L'existence de ces obstacles a poussé la Dre Hadjistavropoulos à examiner la possibilité de la thérapie cognitivo-comportementale par Internet (TCCi) comme solution pour les Canadiens ayant des problèmes de santé mentale, particulièrement ceux qui vivent à l'extérieur des grandes villes. La thérapie cognitivo-comportementale traditionnelle (TCC) a lieu en personne, habituellement sur une courte période (5 à 20 séances), et est extrêmement efficace pour traiter la dépression, l'anxiété, le mésusage de l'alcool, les troubles de l'alimentation et d'autres problèmes. La grande question pour la Dre Hadjistavropoulos lorsqu'elle a commencé ses recherches était de savoir si l'on pouvait obtenir le même degré de réussite en utilisant des méthodes et des outils virtuels, et quels étaient les moyens efficaces d'offrir ces services au sein du système de soins de santé mentale.

« La TCC traditionnelle vise à aider les patients à rompre leurs schémas de pensée négative habituels, à modifier leurs comportements et à développer des compétences de résolution de problèmes pour composer avec les situations difficiles, explique la Dre Hadjistavropoulos. La thérapie se fait habituellement dans un contexte de collaboration entre le patient et le thérapeute, aussi la démarche devient-elle rapidement très personnalisée. C'est en partie pourquoi ça fonctionne. Je savais donc que l'idée de reproduire ces résultats avec la TCCi, bien que réalisable, allait demander du perfectionnement pour nous assurer qu'elle peut répondre aux besoins des Canadiens et s'intégrer aux pratiques habituelles de soins de santé mentale. »

En 2010, elle a fondé et lancé l'Online Therapy Unit (Unité thérapeutique en ligne), établie à l'Université de Regina. Le modèle proposait un volet service de TCCi et un volet recherche, qui servirait à améliorer continuellement le service avec le temps.

Connecter les patients à l'aide dont ils ont besoin, virtuellement

Les premières recherches ont montré que la TCCi pouvait se révéler assez efficace, mais la Dre Hadjistavropoulos insiste sur le fait que cette méthode n'est pas universelle, c'est-à-dire que tous les programmes de TCCi ne peuvent fonctionner pour tous les patients.

« Avec la TCCi, on ne parle pas simplement de transférer la thérapie en personne à des rencontres en ligne par visioconférence pour recréer une séance traditionnelle, explique-t-elle. La TCCi, comme approche de thérapie régie par des normes, comporte un plan de leçons structuré et des exercices individuels accessibles en ligne que les patients peuvent mettre en application dans leur vie quotidienne. En ce sens, le contexte est très important; il faut s'assurer que ces ressources numériques répondent réellement aux besoins des patients, et c'est là qu'entre en jeu le gros de la recherche. »
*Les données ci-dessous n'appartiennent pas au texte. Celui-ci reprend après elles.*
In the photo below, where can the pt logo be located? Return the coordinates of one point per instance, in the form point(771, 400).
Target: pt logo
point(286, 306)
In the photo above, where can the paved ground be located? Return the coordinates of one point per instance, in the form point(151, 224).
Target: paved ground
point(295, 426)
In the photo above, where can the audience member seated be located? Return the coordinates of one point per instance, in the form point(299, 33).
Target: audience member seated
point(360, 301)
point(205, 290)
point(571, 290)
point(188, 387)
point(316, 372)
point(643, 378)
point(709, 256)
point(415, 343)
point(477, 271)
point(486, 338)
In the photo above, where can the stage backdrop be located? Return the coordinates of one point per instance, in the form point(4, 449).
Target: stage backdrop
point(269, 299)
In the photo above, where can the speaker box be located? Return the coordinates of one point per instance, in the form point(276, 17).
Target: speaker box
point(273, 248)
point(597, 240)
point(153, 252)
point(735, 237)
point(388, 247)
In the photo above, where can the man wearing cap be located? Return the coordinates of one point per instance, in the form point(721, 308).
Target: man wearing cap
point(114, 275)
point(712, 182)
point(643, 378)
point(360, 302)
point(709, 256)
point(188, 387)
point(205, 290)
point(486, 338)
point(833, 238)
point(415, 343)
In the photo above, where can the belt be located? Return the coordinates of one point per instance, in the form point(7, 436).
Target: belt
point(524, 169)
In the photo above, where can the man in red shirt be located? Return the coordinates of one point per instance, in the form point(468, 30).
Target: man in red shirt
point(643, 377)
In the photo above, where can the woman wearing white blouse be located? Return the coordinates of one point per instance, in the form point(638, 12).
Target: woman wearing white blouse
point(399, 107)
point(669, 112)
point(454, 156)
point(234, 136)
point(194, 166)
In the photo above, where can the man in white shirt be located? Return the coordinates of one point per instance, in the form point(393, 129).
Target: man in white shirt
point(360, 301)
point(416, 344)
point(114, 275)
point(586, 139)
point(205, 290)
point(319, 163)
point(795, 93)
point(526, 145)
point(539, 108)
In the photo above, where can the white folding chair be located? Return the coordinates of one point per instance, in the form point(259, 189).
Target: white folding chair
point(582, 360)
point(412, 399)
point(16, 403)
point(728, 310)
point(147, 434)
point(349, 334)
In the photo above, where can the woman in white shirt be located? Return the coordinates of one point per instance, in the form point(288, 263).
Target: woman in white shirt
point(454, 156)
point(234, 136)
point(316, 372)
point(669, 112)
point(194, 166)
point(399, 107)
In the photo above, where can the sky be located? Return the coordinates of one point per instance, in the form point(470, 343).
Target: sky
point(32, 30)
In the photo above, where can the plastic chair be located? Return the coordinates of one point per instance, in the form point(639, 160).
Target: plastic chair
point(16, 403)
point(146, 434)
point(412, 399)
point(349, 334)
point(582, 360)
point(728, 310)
Ses propres recherches ont commencé il y a une décennie, lorsqu'elle et son équipe de l'Online Therapy Unit ont adapté un programme de TCCi conçu développé à l'Université Swinburne, en Australie. L'objectif : tester l'efficacité de la TCCi et mieux comprendre les applications du programme en contexte canadien. Des modifications mineures ont été apportées au contenu, notamment le vocabulaire, afin de cadrer avec le contexte saskatchewanais. Les participants étaient alors invités à essayer ce modèle, qui comportait un plan de leçons structuré qui s'étendait sur 12 semaines, avec des contacts hebdomadaires par courriel avec un thérapeute.

« Nous avons commencé par proposer trois programmes distincts, explique la Dre Hadjistavropoulos. Le premier s'adressait aux personnes souffrant de dépression, l'autre aux personnes qui vivent avec de l'anxiété, et le dernier était destiné aux personnes atteintes de trouble panique. Ce premier tour de recherche a mis en évidence le fait que, malgré une certaine efficacité, les programmes ne convenaient pas à tous les patients. »

L'étude a révélé trois problèmes principaux dans cette approche : la durée, la spécificité et le niveau de communication. Bien que le modèle australien ait été conçu pour durer 12 semaines, seulement la moitié des participants saskatchewanais terminaient tous les modules, car de façon générale on percevait le programme comme trop long. De plus, ceux qui voyaient l'ensemble du contenu prenaient souvent plus de six mois pour terminer le programme. Beaucoup de participants composaient aussi avec des comorbidités, ce qui faisait que des plans de leçons séparés pour la dépression et l'anxiété ne répondaient pas adéquatement aux besoins. Et finalement, les thérapeutes qui participaient au projet avaient eux aussi besoin d'aide pour optimiser le suivi par courriel avec les patients, particulièrement pour l'organisation efficace de leur emploi du temps et la clarté des communications, qui ne devaient pas simplement être une répétition des contenus en ligne.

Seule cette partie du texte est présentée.